四条大宮から京阪の駅がある四条川端まで歩く。大学生の頃に付き合って5日で振られた人がこの辺りに住んでいたな…と思い始めたのを皮切りに、次々に思い出が去来する。思い出の奔流に、息が詰まってしまいそうだ。

f:id:Halprogram:20220622232347j:imageM1の忘年会の2次会が確かこの店だった。店に入る前に近くのファミリーマートで買った水をグビッと飲み干したら、「こなれた飲みっぷりですねえ」と殆ど言葉を交わしたことのなかった飲兵衛の先生から声をかけられた。「いやいや、お恥ずかしい限りで…」等と応じたのを覚えている。先生はM2の途中で亡くなったので、それ以上お話しをする機会は訪れなかった。

"思い出真空パック"という概念がある。

このツイートを引用すれば最早説明の必要も無いように思われるが、学生街であるが故の流動性が京都をノスタルジアの器として機能させているというような話だ。先のツイートには記載されていないが、歴史を持った街であるが故の不変性もこの機能に寄与しているように思う。

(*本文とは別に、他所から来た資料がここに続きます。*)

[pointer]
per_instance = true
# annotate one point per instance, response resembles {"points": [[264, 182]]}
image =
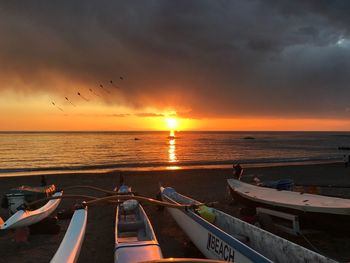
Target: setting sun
{"points": [[172, 123]]}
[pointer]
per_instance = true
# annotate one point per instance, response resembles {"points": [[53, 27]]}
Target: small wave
{"points": [[152, 165]]}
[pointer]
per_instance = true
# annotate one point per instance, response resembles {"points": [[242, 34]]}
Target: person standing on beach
{"points": [[238, 171]]}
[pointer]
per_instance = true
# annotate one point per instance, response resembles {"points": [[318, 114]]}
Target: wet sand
{"points": [[205, 185]]}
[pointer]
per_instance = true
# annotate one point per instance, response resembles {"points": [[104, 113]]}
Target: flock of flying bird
{"points": [[102, 88]]}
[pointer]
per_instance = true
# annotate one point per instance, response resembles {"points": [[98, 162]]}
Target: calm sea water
{"points": [[27, 152]]}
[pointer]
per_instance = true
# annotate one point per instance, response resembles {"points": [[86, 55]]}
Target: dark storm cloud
{"points": [[205, 58]]}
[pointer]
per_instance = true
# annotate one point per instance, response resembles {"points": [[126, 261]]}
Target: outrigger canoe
{"points": [[135, 240], [287, 200], [24, 217], [69, 249], [231, 239]]}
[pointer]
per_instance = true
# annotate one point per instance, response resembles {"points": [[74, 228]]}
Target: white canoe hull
{"points": [[69, 250], [210, 240], [290, 200], [131, 247], [24, 218]]}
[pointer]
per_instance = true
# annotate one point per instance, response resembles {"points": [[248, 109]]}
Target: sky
{"points": [[212, 65]]}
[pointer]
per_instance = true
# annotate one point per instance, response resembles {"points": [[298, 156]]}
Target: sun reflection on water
{"points": [[172, 152]]}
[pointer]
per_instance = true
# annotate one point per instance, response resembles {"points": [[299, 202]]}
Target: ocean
{"points": [[56, 152]]}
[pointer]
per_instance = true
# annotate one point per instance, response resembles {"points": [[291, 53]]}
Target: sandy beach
{"points": [[202, 184]]}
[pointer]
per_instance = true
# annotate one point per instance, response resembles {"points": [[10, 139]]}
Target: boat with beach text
{"points": [[135, 240], [21, 215], [69, 249], [312, 209], [221, 236]]}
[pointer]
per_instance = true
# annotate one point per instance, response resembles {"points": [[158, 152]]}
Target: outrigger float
{"points": [[223, 237], [21, 216]]}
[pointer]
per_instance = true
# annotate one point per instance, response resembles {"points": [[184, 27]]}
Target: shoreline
{"points": [[205, 185], [167, 168]]}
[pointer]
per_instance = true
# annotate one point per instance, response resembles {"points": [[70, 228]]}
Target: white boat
{"points": [[69, 249], [231, 239], [24, 218], [135, 240], [278, 199]]}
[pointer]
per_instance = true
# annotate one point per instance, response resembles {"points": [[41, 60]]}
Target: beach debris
{"points": [[115, 86], [79, 94], [70, 101], [54, 104]]}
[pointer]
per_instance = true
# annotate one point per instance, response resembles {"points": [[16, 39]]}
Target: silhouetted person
{"points": [[43, 180], [238, 171]]}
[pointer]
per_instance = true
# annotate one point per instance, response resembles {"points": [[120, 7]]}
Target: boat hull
{"points": [[211, 241], [24, 218], [135, 240], [69, 250], [230, 230]]}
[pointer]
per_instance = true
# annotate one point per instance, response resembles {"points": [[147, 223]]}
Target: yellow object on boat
{"points": [[207, 213]]}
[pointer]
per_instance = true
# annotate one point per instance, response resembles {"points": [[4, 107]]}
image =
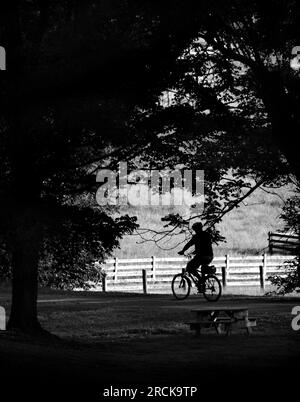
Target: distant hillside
{"points": [[245, 228]]}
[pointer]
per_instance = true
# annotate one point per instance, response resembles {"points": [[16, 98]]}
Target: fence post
{"points": [[116, 270], [144, 274], [153, 264], [270, 242], [224, 277], [227, 266], [2, 319], [262, 277], [103, 282]]}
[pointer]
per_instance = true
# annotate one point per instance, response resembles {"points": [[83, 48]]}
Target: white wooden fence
{"points": [[155, 274]]}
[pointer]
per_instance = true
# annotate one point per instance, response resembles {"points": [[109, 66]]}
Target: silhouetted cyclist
{"points": [[203, 251]]}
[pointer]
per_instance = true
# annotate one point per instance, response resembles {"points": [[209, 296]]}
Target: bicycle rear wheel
{"points": [[181, 286], [212, 288]]}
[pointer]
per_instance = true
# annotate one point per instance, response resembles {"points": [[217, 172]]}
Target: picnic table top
{"points": [[219, 308]]}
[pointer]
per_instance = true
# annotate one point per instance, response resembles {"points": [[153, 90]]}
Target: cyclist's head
{"points": [[197, 227]]}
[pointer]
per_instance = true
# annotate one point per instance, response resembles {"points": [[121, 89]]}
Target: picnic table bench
{"points": [[222, 317]]}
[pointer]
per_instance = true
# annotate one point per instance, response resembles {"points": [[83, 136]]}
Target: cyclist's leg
{"points": [[204, 262], [192, 267]]}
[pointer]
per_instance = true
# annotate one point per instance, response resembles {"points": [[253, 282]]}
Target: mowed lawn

わたしは居住地こそ京都一筋ではあるものの、中学と高校は大阪へと進学したことで、地元の友達と呼べるようなマイルドヤンキー的連帯とは無縁の半生を過ごしてきた。中学からの友人は内部進学で同じ大学に進み、大学でも新しい友人に恵まれたが、彼彼女らは卒業と同時に全国に散り散りとなった。其々の胸に真空パックに詰めた京都の思い出を抱えながら、今日もどこかで生きているのだろう。片や、京都生まれ京都育ち京都周辺就労のわたしは、みんなが思い出を真空パックにした京都で、思い出が喉に詰まって窒息死寸前になっている。

f:id:Halprogram:20220622234246j:image5日で振られた相手と別れ話をしたドトールだよ〜ん

京都は魅力的な街だ。京都には手の届く範囲に全てがあり、一度腰を据えると抜け出せない魔力のようなものがある。わたしには、両親が京都市の出身であるが故の、家の縛りもオマケについてくる。遠方の大学に進学していれば、B4の就職活動でうまくいっていれば、そんなことは何度も考えたが、そうはならなかった。自身で選び、掴み取らねばならないことは重々承知だが、今のわたしがそうするには少しばかり力が足りない。ここ何年かで、圧倒的な力を持った存在に攫われて、どうにかなってしまいたいと思うことが増えた。ストックホルム症候群になれる自信があるので、力をお持ちの方はわたしを京都から攫ってください。そんなことを言っている間に肩まで深泥池に浸かっていたりして。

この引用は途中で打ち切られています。